In this world of email and social networking, can we still feel?

Thursday, November 1, 2007

Literary references...

...by their very nature, tend to obfuscate.

This blog, for example, frequently finds it tempting to insert literary allusions in its posts as an attempt to convince its imaginary audience of its author's erudition. Such posts might include quotes like the one below(by Karen Blixen, also known as Isak Dinesen) to make a point that may or may not be orthogonal to the semantics of the passage itself.

and you, Marcus, have given me many things; now I shall give you this good advice. Be many people. Give up the game of being always Marcus Cocoza. You have worried too much about Marcus Cocoza, so that you have been really his slave and prisoner. You have not done anything without first considering how it would affect Marcus Cocoza's happiness and prestige. You were always much afraid that Marcus might do a stupid thing, or be bored. What would it really have mattered? All over the world people are doing stupid things... I should like you to be easy, your little heart to be light again. You must from now, be more than one, many people, as many as you can think of.
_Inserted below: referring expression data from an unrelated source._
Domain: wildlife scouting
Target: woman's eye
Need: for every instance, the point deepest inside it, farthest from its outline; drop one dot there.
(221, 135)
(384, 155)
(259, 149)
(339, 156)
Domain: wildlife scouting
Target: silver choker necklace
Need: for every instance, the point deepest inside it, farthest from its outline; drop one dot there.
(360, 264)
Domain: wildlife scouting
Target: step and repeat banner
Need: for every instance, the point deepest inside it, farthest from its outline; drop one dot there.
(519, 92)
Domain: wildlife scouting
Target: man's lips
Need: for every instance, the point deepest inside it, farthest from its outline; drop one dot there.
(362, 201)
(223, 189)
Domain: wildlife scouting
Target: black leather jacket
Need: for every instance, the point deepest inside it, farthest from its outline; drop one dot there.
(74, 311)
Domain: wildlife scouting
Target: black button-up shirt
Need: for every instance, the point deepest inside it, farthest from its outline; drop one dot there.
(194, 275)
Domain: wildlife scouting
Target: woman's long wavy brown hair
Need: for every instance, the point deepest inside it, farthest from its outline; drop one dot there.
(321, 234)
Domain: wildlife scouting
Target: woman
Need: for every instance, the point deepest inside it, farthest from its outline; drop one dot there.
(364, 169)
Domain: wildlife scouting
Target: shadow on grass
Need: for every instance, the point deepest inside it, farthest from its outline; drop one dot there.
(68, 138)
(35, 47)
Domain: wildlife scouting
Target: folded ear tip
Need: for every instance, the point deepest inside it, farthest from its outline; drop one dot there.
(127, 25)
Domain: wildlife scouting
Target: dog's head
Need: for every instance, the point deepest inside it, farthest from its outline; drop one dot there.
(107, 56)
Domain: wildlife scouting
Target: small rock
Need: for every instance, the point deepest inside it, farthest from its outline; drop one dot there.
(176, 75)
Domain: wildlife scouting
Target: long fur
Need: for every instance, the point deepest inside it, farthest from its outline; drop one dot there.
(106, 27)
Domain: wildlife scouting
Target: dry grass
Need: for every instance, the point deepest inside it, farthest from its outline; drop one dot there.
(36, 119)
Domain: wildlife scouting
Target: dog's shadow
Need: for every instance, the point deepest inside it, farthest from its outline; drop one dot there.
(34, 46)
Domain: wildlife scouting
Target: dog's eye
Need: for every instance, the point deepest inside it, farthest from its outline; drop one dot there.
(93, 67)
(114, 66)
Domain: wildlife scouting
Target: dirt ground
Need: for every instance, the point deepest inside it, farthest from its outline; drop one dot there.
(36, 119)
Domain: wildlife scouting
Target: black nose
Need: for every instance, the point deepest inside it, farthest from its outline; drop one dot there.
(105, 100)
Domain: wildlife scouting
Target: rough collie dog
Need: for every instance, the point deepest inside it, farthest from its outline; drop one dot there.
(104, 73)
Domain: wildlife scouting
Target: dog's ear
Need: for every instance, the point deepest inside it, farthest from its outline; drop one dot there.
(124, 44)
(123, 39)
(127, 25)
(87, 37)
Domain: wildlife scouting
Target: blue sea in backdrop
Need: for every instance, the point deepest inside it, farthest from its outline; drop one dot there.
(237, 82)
The gratuitous and (in the opinion of this blog's, at least) gauche display of soi-disant learnedness serves only to communicate the author's inability to explain the thrust of his argument by more direct means. By deferring to an authority higher than himself, the author displays an intellectual timidity that no degree of literary knowledge, however eclectic, can allay.

It is this blog's humble thesis, therefore, that overt references to works of literature be abandoned in essays that seek to divulge the motivations of an argument.

PS: An attempt to write in a more Nabokovian style.